The Hari
When you book The Hari in London, England through our Fora Reserve partnership, your stay includes daily breakfast, room upgrades and a $100 hotel credit.
Exclusive Booking Perks
- $100 F&B credit
- Daily Hari Breakfast (up to £35)
- VIP welcome amenity (On request)
- Comp. upgrade (subject to availability)
- Early check-in/Late check-out (subject to availability)
Location
The Hari occupies a prime position in Hans Town, the quieter residential enclave that forms Chelsea's northern edge. This is a London of red-brick Victorian mansion blocks and tree-lined garden squares, where the pace slows just enough to feel the neighbourhood's character. Chelsea itself has long been synonymous with a certain kind of British elegance, a reputation cemented in the 1970s when the term "Sloane Ranger" emerged to describe its well-heeled residents. That exclusivity persists, though the area's appeal runs deeper than real estate prices suggest.

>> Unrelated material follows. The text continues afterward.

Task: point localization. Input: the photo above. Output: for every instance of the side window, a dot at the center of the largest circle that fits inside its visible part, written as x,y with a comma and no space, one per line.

The Royal Hospital Chelsea, founded by Charles II in 1682 as a retirement home for veteran soldiers, lies within walking distance, its grounds opening onto the Thames. The river itself curves along Chelsea's southern boundary, offering tree-shaded paths that stretch east toward the Palace of Westminster and Westminster Abbey, both two kilometres distant and inscribed as a UNESCO World Heritage Site in 1987. The medieval Church of Saint Margaret sits within that ensemble, a reminder of the layers of history embedded in this part of the city.

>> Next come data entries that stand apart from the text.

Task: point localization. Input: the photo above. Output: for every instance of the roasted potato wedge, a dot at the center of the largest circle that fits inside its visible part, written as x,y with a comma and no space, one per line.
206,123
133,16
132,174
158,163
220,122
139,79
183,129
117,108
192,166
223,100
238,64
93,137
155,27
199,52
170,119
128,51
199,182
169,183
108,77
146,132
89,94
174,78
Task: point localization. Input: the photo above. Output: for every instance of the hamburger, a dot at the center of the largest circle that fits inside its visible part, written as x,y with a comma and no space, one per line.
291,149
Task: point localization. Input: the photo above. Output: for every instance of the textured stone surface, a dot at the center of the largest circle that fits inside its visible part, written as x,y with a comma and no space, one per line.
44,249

London City Airport lies fifteen kilometres to the east, connected by the Docklands Light Railway and onward Underground services. Heathrow, the larger international gateway, sits twenty-one kilometres west, reached via the Piccadilly line or Heathrow Express to Paddington, followed by a short onward journey.
Within a two-kilometre radius of The Hari, three of London's six three-Michelin-starred restaurants hold court. Alain Ducasse at The Dorchester, 1.1 kilometres north, delivers French haute cuisine with a service team whose warmth elevates an already exceptional meal. Gordon Ramsay's flagship on Royal Hospital Road, 1.4 kilometres away, remains the chef's most committed venture, its elegant yet relaxed dining room belying the precision on the plate. Hélène Darroze at The Connaught, 1.5 kilometres distant, wraps modern French cooking in soft pastels and wood panelling that feel cosy rather than stiff. Book well ahead for any of these; tables move swiftly.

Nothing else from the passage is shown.